ここでバグが出るとかなり致命的になり、下手をすると損害賠償請求に発展することもあります。

総合試験をやるためには

  • プログラム単体のバグを摘出する単体試験
  • プログラム間の連携やデータの連携が正常に行われることを確認する結合試験
  • その量フェーズで発生した不具合に対して対処を行ったときの修正試験

といった数段階の試験を行っているため、ここでバグが出るということはどこかの試験に大きな欠陥があったということになります。

そのため軽微な物であっても全てのプログラムに対して類似がないか総点検を行ったり、類似があった場合、類似があったことを報告して、その影響範囲も全て報告して修正の承諾を得るというかなり面倒な手続きが必要になります。

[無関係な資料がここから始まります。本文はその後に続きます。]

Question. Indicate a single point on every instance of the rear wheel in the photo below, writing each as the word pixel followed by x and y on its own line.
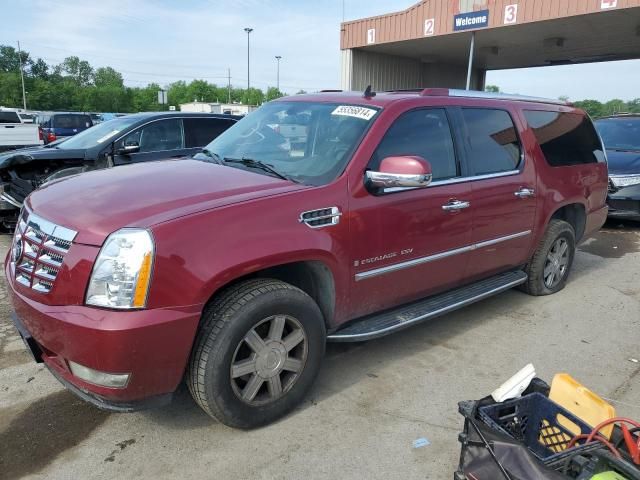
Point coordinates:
pixel 550 265
pixel 257 353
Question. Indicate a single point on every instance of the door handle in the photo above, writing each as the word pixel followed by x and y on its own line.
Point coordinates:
pixel 525 192
pixel 454 205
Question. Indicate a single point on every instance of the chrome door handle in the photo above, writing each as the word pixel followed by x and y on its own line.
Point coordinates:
pixel 455 205
pixel 525 192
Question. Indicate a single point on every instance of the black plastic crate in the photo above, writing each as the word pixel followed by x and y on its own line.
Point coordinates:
pixel 537 422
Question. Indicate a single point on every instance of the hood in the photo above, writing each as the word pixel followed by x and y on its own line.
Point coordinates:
pixel 97 203
pixel 27 155
pixel 623 163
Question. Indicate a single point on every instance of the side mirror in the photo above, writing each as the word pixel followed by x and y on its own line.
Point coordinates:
pixel 129 148
pixel 401 172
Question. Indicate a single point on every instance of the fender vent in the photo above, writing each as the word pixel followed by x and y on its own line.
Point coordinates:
pixel 323 217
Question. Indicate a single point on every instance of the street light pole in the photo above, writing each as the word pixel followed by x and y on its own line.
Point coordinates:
pixel 248 30
pixel 278 58
pixel 24 94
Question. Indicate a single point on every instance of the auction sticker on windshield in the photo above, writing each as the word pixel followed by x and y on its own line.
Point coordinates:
pixel 357 112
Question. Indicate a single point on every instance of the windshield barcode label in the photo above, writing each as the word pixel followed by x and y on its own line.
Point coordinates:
pixel 357 112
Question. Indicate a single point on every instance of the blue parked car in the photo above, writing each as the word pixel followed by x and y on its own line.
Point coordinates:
pixel 56 126
pixel 621 137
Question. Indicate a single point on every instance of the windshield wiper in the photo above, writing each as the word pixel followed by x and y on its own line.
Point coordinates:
pixel 216 158
pixel 251 163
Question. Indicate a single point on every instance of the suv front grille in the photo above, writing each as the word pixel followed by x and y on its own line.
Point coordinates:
pixel 38 251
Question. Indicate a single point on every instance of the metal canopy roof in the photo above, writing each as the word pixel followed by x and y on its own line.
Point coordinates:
pixel 602 35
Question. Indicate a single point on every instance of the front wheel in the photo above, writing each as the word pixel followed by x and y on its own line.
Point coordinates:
pixel 257 353
pixel 550 265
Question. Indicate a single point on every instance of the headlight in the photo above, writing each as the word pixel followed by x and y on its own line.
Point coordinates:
pixel 625 180
pixel 122 272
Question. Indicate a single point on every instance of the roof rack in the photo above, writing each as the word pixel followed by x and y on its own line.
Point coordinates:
pixel 451 92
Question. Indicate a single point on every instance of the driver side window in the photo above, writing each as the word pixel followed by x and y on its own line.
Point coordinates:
pixel 425 133
pixel 157 136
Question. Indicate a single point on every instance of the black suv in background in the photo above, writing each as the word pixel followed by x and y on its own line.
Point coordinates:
pixel 139 137
pixel 621 137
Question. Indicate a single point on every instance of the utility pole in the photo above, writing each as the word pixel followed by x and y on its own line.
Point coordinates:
pixel 248 30
pixel 278 58
pixel 471 52
pixel 24 94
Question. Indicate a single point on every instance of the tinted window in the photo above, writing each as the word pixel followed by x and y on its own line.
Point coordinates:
pixel 620 133
pixel 71 121
pixel 9 117
pixel 492 141
pixel 565 138
pixel 157 136
pixel 198 132
pixel 425 133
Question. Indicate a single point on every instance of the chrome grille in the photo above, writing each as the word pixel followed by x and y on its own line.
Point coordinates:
pixel 38 251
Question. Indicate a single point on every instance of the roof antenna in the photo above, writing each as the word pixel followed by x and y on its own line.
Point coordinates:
pixel 368 93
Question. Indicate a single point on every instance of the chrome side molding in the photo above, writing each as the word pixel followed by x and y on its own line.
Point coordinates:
pixel 438 256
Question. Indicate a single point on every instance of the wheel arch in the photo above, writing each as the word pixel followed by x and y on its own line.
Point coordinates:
pixel 574 214
pixel 314 277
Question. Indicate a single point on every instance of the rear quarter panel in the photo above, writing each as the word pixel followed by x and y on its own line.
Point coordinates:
pixel 584 184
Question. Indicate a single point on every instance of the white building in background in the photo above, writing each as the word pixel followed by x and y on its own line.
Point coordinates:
pixel 226 108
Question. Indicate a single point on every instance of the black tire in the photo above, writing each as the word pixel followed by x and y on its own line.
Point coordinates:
pixel 557 231
pixel 226 324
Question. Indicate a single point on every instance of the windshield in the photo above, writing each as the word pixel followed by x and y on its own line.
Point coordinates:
pixel 620 133
pixel 307 142
pixel 97 135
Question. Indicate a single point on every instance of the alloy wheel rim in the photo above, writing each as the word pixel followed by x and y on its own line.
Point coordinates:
pixel 269 360
pixel 556 263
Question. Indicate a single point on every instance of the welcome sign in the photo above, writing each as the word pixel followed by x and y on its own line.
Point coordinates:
pixel 467 21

当然このフェーズでの修正作業は見積もりには入っていないため、修正をするとプロジェクトとして損失になりますし、エンジニアも本来の総合試験の業務とは別にプログラム修正や単体試験をもう一度やらなくてはいけなくなります。

バグは出ることが前提

プログラムを作成して、いざ各テストフェーズに入るときに、テスト設計や工程を立てている段階でテスト件数から何件バグがあるのかを事前に見積もりを立てておきます

つまりテストをするときは「バグは出ることが前提」でスケジュールが立てられます。

これは何を意味すのかというと「バグは出て当然」ということを意味しています。

当然ながらどんなバグでも出していいわけではなく、テストのフェーズに合わせたエラーの出し方というのがあります。

メンタルが弱かったりすると「自分のバグのせいで」や「こんなに大量のバグが出ている」と落ち込んでしまう人もいます。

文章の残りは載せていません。